Alors que ses premières amours, non encouragées, le menaient sur la voie de l’illustration, Shiro Kuramata se lance finalement en ébénisterie à la « Tokyo High School of Industrial Art » entre 1950 et 1953 avant de travailler au sein de la « Teikoku Kizai Furniture Factory » (Arakawa-ku). C’est lors de cette dernière expérience qu’il découvre le design et décide de s’y consacrer. En 1955, il débute alors un cursus au sein du département de design intérieur de la « Kuwasawa Design School ». En 1965, il lance sa propre agence, le « Kuramata Design Office », à seulement 31 ans.
Durant sa carrière riche et éclectique, il tend à l’intellectualisation tant du processus que du rendu du design. Centré sur le mobilier et l’aménagement d’espace, il a fait quelques réalisations dans le domaine de l’architecture, dont il reste malheureusement peu de vestiges. À l’apogée de sa carrière, dans les années 1980, il collabore avec le célèbre styliste Issey Miyake (1938-2022) pour l’aménagement de ses boutiques : il en réalise plus d’une centaine à travers le monde, chacune d’une radicalité stupéfiante.
Aux côtés de son ami et d’une nouvelle vague de créateurs japonais de tous horizons, du réalisateur Akira Kurosawa (1910-1998) aux architectes Arata Isozaki (né en 1931) et Tadao Ando (né en 1941), il participe grandement à forger une nouvelle identité japonaise et à la faire rayonner : ils remodèlent ainsi la vision du monde sur le Japon.
Le design de Shiro Kuramata, mélangeant minimalisme, poésie et post-modernisme, s’exporte partout : il travaille ainsi avec de nombreux éditeurs internationaux comme ses collaborations avec les maisons italiennes Cappellini et Memphis le prouvent.
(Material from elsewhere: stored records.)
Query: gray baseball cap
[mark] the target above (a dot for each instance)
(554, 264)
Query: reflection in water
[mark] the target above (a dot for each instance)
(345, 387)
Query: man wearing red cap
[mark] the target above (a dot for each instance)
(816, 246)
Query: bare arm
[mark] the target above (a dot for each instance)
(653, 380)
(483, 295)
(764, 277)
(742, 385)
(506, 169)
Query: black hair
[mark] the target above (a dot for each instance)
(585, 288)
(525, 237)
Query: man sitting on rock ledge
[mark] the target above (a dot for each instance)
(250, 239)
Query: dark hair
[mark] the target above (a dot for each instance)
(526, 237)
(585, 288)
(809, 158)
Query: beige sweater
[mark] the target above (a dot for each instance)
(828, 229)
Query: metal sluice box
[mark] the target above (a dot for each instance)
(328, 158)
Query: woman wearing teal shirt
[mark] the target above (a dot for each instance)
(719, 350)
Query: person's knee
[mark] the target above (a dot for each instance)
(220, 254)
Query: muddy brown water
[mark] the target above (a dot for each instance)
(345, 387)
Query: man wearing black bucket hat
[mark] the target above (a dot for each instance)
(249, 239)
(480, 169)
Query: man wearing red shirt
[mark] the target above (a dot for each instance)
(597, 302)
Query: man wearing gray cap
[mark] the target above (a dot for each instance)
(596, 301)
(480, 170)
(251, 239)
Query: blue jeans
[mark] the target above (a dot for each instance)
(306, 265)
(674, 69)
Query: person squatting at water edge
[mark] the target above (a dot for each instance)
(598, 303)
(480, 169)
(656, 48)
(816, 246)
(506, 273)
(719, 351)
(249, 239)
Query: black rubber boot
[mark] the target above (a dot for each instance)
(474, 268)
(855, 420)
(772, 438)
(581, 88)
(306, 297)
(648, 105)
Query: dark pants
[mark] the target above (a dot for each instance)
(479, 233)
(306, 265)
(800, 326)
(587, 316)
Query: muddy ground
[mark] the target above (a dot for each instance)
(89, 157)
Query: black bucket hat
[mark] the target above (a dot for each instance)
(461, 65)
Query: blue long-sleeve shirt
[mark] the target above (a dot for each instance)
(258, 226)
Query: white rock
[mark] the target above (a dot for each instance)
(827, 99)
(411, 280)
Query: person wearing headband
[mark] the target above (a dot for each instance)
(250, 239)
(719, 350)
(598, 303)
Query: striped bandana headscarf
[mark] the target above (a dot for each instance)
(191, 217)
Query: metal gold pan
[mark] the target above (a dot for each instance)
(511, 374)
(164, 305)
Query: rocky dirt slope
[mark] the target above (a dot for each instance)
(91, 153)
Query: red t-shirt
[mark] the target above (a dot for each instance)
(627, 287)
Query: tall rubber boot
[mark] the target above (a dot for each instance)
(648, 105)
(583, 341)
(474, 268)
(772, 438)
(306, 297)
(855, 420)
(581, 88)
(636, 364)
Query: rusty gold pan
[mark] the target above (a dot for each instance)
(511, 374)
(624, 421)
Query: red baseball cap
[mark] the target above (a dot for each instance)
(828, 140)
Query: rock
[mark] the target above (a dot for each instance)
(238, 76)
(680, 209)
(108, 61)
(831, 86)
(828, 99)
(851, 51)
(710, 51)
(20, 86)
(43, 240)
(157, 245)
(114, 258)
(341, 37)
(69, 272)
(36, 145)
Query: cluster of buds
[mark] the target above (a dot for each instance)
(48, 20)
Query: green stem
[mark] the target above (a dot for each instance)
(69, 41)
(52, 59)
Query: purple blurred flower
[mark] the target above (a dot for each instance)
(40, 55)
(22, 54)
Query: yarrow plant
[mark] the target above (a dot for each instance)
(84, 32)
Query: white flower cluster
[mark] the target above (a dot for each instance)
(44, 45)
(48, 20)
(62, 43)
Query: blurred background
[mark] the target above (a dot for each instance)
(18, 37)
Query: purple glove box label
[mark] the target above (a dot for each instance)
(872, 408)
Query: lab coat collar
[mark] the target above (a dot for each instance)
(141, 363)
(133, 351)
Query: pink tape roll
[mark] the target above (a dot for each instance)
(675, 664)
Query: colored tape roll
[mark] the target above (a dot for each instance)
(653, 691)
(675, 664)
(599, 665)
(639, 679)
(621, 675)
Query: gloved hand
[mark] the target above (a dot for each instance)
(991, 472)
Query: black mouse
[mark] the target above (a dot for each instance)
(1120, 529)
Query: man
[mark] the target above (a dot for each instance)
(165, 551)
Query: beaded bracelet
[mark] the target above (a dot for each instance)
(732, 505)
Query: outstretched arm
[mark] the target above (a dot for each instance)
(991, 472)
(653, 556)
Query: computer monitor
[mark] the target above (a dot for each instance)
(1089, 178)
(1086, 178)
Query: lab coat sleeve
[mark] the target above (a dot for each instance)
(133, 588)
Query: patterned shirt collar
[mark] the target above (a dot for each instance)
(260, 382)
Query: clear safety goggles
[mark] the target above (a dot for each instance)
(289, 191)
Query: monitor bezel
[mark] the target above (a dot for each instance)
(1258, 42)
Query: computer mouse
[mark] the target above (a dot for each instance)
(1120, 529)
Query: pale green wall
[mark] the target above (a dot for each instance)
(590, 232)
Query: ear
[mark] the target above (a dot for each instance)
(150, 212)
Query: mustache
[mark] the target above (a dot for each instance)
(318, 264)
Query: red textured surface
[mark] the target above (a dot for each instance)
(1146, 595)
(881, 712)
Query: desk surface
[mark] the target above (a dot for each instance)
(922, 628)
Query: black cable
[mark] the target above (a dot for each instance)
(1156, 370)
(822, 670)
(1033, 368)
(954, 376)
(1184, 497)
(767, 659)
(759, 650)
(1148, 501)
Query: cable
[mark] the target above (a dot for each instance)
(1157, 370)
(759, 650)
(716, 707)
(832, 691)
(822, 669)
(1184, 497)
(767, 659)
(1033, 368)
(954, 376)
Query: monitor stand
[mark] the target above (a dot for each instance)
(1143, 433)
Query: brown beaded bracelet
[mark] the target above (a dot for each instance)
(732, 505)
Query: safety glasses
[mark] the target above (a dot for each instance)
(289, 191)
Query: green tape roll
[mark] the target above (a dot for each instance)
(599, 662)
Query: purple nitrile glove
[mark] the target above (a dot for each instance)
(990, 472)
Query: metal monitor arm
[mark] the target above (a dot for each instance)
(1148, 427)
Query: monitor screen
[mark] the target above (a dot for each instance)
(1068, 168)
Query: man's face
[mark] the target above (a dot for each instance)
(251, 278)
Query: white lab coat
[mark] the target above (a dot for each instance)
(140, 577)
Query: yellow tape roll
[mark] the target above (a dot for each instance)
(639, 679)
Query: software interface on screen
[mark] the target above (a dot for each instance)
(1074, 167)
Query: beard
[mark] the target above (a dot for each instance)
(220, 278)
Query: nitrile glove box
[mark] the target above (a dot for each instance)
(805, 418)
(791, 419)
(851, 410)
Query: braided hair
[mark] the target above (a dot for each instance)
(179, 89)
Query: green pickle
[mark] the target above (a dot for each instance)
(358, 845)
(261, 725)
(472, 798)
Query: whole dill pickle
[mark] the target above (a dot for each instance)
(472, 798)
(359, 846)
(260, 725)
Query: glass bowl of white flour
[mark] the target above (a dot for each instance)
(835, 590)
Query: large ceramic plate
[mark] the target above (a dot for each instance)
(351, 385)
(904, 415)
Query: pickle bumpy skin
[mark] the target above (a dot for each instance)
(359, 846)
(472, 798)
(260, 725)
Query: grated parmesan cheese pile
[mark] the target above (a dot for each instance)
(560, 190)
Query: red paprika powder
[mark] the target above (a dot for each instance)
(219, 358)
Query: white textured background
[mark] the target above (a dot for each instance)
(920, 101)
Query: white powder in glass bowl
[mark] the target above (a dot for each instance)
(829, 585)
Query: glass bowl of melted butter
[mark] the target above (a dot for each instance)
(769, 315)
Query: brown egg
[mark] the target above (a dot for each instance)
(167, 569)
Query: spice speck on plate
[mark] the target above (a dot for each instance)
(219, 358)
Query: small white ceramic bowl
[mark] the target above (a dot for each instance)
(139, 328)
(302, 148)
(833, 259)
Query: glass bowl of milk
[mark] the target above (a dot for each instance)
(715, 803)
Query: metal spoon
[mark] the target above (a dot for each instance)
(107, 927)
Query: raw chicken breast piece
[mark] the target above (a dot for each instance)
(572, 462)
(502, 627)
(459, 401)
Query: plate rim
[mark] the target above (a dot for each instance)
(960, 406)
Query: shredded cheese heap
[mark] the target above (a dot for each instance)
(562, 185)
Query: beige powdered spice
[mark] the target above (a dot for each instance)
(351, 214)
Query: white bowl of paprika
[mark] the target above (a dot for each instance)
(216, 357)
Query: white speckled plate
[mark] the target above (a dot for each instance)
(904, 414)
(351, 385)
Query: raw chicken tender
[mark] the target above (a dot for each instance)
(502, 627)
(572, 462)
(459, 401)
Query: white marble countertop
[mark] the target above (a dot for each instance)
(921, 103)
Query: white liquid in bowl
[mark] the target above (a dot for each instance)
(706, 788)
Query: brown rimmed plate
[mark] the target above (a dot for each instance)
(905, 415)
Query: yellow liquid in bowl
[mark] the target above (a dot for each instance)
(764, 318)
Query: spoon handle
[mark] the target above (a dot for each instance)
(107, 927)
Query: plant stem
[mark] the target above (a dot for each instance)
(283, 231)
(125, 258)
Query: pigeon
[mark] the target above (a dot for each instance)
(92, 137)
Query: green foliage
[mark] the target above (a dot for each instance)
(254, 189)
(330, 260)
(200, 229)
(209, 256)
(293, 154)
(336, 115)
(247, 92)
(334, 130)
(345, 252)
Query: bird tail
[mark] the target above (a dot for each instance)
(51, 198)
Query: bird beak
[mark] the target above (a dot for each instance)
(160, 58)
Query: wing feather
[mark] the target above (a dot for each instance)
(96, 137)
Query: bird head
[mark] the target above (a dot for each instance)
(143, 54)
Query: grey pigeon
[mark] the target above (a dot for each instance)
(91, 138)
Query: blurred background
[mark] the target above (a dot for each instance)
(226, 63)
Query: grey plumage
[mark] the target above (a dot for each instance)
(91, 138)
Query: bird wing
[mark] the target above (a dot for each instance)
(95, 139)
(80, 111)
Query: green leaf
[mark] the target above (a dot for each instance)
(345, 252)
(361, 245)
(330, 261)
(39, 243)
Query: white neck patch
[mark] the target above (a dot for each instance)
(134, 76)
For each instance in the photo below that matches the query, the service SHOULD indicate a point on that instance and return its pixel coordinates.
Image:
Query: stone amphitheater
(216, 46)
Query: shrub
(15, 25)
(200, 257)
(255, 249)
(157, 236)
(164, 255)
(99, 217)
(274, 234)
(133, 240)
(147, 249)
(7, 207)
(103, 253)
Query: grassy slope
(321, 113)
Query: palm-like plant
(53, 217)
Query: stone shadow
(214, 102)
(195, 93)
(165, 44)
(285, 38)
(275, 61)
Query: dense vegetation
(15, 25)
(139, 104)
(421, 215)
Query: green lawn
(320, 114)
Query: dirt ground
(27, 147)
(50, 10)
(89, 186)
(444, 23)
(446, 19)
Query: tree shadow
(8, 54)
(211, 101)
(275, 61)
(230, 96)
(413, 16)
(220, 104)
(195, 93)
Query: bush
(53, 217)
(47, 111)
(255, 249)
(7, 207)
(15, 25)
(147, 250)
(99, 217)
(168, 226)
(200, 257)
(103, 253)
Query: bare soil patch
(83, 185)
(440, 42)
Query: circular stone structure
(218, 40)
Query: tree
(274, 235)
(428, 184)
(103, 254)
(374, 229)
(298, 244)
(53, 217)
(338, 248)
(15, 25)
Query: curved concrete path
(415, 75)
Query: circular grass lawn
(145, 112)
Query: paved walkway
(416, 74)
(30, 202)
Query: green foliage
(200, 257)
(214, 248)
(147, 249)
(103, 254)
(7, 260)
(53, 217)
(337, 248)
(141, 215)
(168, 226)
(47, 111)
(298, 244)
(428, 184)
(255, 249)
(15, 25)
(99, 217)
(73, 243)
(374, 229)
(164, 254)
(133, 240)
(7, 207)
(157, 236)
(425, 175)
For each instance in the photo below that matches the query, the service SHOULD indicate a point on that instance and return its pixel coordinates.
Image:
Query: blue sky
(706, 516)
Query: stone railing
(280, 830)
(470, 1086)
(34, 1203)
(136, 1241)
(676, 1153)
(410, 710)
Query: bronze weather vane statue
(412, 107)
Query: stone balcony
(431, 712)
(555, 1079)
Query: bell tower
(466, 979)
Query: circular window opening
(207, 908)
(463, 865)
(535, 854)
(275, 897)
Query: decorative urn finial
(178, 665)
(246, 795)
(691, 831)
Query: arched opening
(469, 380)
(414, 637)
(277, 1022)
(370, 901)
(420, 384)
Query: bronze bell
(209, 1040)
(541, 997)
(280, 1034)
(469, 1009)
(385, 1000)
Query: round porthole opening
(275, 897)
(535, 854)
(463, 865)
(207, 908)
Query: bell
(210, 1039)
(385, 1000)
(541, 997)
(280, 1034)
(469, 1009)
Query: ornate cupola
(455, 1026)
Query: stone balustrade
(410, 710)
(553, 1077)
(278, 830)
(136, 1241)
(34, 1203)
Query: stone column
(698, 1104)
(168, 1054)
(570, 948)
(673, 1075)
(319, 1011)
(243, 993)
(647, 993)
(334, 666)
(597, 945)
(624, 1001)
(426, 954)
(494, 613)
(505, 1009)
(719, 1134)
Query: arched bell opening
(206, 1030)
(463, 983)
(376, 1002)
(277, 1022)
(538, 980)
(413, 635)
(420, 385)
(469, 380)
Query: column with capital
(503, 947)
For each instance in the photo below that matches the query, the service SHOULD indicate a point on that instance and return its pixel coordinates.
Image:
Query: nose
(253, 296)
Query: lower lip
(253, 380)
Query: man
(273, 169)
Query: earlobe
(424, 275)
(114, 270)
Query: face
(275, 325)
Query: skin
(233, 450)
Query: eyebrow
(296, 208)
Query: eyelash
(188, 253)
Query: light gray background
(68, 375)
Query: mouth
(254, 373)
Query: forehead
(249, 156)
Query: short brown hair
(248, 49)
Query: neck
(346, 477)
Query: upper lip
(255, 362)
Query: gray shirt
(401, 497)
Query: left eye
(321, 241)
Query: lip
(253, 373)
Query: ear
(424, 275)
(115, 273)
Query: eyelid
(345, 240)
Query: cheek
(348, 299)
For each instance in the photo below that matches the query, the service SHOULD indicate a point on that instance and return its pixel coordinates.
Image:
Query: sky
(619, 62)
Design minimal : les opposés s’attirent

Son design reflète l’atmosphère d’innovation qui règne au Japon après la Seconde Guerre Mondiale. Souvent qualifié de minimal, à raison, son travail mérite cependant de plus amples observations. Jouant sur le visible et l’invisible, Shiro Kuramata délivre des pièces complexes basées sur l’attraction des opposées, créant à partir de concepts antithétiques.
Ingénieux, il manie les matériaux de façon non conventionnelle et mène des recherches tant sur les formes que les couleurs dès les années 1970. À travers des combinaisons de surface et d’incroyables assemblages, il prouve sa profonde connaissance des matériaux. Fasciné par la transparence et la lumière, son design repose sur des équilibres subtils et une utilisation dynamique des avancées technologiques comme son utilisation du Photobond 100 le prouve. Du maillage d’acier de son « How Hight The Moon » (1986) à l’acrylique de sa « Glass Chair » (1976), il joue avec les pleins et les vides livrant ainsi un design tout en oxymore, déroutant les utilisateurs·trices.
Ses réflexions sur la gravité et l’immatérialité sont nodales dans son œuvre : toute sa vie, il a cherché à échapper à l’apesanteur. C’est à travers son design qu’il a tenté de s’extraire de cette composante physique essentielle. Inspiré de l’art conceptuel d’un Donal Judd (1928-1994), ses créations sont visuellement captivantes. En quête spirituelle de l’immatérialité, son œuvre se situe à la frontière entre art et design : il propose une synthèse intéressante entre l’art occidental et la culture japonaise, comme aime à le rappeler Issey Miyake.
Puisant dans son histoire et ses convictions, il livre une œuvre référencée qui aujourd’hui encore fascine par son audace : sa « Glass Chair », hommage au film « 2001, l’Odyssée de l’espace » de Stanley Kubrick (1968) ou son iconique assise « Miss Blanche » (1988), avec ses fleurs en suspension dans l’acrylique, ode à Blanche Dubois dans « Un tramway nommé désir » (Elia Kazan, 1951), ne sont que les symptômes de l’esprit irrévérencieux de Shiro Kuramata.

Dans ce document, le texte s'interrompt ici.